How to split the nested lists in pandas

53 Views Asked by At

I am working on a dataset and encontered a problem. There is a column in which there are values in the form of nested listed. For example this is one of the value [Tomatillo-Red Chili Salsa (Hot), [Black Beans, Rice, Cheese, Sour Cream]]. Now I want to split this value such that 'Tomatillo-Red Chili Salsa (Hot)' comes into one newly created column and 'Black Beans, Rice, Cheese, Sour Cream' comes into another column.

I have tried this approach

choices = Dataset['choice_description'].str.extract(r'\[([^[\]]*)\]', expand=False)

Dataset[['choice1', 'choice2', 'choice3']] = choices.apply(lambda x: pd.Series(str(x).split(', ')))`.

'choice_description' is the column name that have nested lists type values. Choices1, choices2 and choices3 are the newly created columns.

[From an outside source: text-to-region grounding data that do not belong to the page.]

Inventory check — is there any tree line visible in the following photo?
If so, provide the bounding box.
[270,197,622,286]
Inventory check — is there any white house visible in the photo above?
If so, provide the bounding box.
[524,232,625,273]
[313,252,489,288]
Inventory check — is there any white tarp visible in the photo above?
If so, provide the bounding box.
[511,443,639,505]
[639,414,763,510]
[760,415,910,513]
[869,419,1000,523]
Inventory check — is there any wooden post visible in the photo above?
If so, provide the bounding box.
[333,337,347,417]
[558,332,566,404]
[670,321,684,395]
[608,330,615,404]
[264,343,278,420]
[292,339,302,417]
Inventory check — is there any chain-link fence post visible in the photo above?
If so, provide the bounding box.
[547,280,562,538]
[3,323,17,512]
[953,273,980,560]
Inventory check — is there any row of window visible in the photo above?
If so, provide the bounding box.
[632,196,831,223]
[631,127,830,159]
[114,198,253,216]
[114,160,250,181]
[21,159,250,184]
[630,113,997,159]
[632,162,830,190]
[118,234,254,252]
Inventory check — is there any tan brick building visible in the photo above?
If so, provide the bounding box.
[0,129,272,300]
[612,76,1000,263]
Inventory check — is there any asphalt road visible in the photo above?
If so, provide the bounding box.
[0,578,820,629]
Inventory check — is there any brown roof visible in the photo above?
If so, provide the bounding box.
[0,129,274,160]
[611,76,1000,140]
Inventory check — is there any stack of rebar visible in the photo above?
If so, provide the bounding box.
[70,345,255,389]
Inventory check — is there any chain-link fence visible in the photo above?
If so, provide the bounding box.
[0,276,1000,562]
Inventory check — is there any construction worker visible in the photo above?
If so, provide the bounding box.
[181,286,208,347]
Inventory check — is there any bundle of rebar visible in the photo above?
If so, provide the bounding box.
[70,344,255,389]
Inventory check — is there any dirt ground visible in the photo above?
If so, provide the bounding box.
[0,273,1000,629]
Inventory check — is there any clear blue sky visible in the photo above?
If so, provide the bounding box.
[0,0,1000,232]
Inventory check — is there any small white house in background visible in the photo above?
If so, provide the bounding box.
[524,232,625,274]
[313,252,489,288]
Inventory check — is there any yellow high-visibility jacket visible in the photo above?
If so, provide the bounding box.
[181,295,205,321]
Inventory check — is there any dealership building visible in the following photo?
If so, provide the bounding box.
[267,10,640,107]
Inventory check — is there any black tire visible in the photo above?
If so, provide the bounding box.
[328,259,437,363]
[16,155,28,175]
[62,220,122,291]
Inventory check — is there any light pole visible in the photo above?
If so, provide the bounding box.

When I run the above code, I got the unxpected output in which 'Tomatillo-Red Chili Salsa (Hot)' comes under the choice1 column which is correct but under choice2 column i only got 'Black beans' instead of whole 'Black Beans, Rice, Cheese, Sour Cream' and the rest ' Rice, Cheese, Sour Cream' come under the choice3 column. Why I am getting the output like this. I want 'Tomatillo-Red Chili Salsa (Hot)' in choice1 column and 'Black Beans, Rice, Cheese, Sour Cream' in choice2 column.

1

There are 1 best solutions below

0
gunnar On

Assuming that the strings representing nested lists always have the same structure, i.e. '[some item, [list, of, additional, items]', you could use

Dataset[['choice1', 'choice2']] = (
    Dataset['choice_description']
    .str.lstrip('[')
    .str.rstrip(']')
    .str.split(', [', expand=True, regex=False)
)

It's ugly and inflexible, but it will get the two parts separated.